The center will be managed by Habitat LUZ through a board that will encompass medical professionals, education specialists and representatives from the local community. Collaborative agreements with local universities and hospitals, as well as non-profit organizations, will be the basis for the management of these care centers, which we hope to build and run in the towns with the highest number of affected families. In addition, we want to ensure better financial sustainability for HD families. Micro-financing programs facilitate escaping from poverty through a systematic investment in education and employment, based on individual aspirations and within a regional context. We will concentrate particular emphasis on youth and women, the two most disadvantaged populations. As part of our efforts to reach the broader community at a local level, we initiated a set of art projects (Program “Art4HD”) using street art murals and photography, led by artists DJLu and Vladimir Marcano, depicting the families affected by HD in Colombia and Venezuela. 

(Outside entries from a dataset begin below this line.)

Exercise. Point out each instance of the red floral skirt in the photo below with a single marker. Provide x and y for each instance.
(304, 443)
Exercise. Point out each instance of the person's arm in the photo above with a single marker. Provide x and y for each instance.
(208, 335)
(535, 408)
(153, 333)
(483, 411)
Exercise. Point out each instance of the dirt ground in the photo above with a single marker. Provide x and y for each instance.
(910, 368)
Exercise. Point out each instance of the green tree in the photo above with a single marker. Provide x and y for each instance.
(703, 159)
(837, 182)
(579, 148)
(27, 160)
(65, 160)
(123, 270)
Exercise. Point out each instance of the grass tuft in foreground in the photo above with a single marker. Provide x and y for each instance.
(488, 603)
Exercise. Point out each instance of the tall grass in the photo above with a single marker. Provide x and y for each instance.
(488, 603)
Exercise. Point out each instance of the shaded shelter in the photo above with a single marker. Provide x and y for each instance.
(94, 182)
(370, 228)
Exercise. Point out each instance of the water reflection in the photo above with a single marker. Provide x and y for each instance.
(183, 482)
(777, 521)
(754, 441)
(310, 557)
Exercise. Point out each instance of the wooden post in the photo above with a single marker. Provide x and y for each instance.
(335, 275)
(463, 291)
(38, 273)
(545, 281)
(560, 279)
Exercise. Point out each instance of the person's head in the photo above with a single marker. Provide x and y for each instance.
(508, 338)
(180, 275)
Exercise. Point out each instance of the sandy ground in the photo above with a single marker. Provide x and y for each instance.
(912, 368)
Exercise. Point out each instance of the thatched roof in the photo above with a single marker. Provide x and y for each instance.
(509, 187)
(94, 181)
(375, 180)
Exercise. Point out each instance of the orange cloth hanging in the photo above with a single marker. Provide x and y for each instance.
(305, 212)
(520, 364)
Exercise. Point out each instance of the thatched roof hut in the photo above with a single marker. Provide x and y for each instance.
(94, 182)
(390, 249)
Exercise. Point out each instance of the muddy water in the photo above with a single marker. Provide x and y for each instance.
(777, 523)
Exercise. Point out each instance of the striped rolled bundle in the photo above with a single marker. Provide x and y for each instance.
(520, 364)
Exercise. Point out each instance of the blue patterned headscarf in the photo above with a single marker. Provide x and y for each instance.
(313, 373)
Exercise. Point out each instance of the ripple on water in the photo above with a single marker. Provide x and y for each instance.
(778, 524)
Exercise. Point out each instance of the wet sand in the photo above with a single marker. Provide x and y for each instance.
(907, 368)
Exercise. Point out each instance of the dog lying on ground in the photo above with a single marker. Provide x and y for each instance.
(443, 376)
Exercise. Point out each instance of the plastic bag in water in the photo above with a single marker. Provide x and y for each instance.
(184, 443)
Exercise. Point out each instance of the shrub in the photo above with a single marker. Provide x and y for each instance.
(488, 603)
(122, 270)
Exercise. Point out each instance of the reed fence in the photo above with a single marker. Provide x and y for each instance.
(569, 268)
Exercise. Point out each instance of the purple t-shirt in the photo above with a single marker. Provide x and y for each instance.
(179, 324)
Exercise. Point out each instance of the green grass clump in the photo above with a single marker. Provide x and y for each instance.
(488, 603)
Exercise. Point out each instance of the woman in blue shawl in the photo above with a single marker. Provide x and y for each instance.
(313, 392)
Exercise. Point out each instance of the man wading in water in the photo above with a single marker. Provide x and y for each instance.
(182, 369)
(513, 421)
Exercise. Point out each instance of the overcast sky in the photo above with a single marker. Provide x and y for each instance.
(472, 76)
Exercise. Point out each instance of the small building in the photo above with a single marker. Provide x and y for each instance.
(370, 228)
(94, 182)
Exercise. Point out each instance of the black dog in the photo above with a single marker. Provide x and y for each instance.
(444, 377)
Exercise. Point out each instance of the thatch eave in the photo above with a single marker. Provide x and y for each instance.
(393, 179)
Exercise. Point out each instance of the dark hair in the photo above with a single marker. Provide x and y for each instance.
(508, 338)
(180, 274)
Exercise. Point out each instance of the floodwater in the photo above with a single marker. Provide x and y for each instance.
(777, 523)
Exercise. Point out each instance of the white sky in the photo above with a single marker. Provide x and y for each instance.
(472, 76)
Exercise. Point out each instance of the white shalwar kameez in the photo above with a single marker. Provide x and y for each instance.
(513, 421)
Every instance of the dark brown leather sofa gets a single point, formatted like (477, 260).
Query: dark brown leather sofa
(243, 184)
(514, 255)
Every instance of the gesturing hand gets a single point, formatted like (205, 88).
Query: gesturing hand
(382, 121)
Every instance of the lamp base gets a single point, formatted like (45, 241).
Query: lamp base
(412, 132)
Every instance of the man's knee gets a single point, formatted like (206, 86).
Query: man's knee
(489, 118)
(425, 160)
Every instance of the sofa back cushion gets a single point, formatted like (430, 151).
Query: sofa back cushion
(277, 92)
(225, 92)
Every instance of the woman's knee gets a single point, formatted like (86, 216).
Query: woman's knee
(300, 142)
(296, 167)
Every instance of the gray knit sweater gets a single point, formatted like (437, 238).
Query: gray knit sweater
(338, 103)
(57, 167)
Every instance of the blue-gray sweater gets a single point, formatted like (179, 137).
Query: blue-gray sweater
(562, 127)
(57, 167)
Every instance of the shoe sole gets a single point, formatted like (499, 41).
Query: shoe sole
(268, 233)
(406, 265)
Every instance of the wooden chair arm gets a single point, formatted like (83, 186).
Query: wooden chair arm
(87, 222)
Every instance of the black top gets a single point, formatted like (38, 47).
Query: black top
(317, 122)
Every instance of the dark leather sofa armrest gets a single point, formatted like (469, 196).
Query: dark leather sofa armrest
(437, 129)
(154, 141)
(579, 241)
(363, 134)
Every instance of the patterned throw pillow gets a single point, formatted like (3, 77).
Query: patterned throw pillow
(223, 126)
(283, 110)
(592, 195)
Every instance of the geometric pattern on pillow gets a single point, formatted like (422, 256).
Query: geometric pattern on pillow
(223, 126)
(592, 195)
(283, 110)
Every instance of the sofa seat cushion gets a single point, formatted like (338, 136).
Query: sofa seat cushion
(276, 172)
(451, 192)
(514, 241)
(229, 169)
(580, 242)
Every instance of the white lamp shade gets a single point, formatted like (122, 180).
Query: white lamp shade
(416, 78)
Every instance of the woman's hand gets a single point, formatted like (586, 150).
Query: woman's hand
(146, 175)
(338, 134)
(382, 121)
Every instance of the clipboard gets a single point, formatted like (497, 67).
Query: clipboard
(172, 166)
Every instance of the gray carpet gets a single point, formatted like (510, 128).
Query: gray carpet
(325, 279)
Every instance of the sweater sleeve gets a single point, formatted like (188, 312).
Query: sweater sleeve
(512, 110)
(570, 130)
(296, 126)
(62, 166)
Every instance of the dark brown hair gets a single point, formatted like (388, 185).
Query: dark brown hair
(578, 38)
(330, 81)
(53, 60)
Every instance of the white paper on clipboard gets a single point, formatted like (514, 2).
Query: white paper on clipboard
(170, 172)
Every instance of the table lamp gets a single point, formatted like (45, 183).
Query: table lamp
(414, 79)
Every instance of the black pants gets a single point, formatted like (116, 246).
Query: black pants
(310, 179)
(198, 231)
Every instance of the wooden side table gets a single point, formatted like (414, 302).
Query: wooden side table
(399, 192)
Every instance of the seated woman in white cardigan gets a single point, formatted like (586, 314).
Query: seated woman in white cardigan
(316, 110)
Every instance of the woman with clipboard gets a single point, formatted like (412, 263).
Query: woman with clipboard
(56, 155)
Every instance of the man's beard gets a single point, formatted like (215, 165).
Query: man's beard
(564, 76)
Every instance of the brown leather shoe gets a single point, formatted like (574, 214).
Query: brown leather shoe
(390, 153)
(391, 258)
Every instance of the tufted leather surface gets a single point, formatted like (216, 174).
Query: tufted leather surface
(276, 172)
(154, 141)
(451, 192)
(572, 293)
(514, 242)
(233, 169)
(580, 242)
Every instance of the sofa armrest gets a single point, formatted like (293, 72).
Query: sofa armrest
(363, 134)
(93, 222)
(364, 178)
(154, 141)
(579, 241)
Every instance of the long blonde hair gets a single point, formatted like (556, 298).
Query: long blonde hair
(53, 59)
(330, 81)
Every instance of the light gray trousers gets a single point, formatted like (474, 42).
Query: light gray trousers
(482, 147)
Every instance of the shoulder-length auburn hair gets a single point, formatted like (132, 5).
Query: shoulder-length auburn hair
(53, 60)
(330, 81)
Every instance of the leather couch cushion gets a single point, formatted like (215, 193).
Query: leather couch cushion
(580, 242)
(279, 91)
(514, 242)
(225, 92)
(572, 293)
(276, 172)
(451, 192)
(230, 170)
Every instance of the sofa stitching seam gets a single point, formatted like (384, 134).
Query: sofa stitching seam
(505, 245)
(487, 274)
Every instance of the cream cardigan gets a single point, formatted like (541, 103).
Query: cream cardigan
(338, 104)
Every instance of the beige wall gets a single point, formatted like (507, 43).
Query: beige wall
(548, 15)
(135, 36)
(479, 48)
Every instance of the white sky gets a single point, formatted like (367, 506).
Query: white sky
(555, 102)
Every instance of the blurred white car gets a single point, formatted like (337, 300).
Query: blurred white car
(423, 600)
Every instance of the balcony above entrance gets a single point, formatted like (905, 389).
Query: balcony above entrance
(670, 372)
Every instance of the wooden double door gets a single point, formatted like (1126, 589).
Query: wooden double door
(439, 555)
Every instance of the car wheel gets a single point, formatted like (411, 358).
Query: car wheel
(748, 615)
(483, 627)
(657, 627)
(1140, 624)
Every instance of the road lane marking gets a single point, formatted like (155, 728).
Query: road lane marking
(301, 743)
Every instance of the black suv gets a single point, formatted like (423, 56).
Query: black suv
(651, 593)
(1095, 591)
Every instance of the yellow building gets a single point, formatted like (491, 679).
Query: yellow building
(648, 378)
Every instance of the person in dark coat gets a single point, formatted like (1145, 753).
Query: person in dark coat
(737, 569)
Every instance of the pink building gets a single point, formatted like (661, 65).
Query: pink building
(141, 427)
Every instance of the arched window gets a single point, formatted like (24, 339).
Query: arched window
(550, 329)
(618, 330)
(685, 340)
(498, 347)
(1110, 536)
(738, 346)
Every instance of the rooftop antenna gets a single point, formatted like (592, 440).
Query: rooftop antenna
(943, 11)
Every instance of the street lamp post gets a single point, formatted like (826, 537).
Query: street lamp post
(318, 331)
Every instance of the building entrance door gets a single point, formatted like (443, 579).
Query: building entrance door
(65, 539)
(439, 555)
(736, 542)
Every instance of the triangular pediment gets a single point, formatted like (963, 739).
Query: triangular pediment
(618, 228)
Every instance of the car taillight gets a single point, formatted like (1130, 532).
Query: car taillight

We hope to expand these programs to other locations after the pandemic subsides. Finally, Factor-H actively engages local institutions and universities via traditional conferences and seminars. We are bringing together international groups of clinicians, scientists, social workers and representatives of the major community associations from Perú, Chile, Colombia, Puerto Rico, Venezuela and Colombia, along with at-risk youth and affected families from seven countries (co-organized with HDYO). Through these educational events, we are able to engage the local and global community, as well as attract attention of local government agencies and politicians to the plight of these families. There is a real opportunity to make a significant impact, since HD only affects a few thousand people in each country. With targeted programs and an adequately implemented legislative framework, we can change the reality of these communities for the better. With the newly initiated gene therapy trials, and other therapeutic strategies in the drug development pipeline, there is now the real hope of developing effective treatments. If we tackle the scientific and social aspects of the disease concurrently, we may hope for synergistic benefits that fundamentally alter the impact of HD in afflicted patients and their communities. 

In order to do this, Factor-H needs the continued support from companies engaged in HD R&D and philanthropic individuals with an interest in HD. Given the contribution of these communities to reach the extraordinary moment we are living in the HD therapeutic space, we ought to come together and get organized to ensure they too benefit from these advances.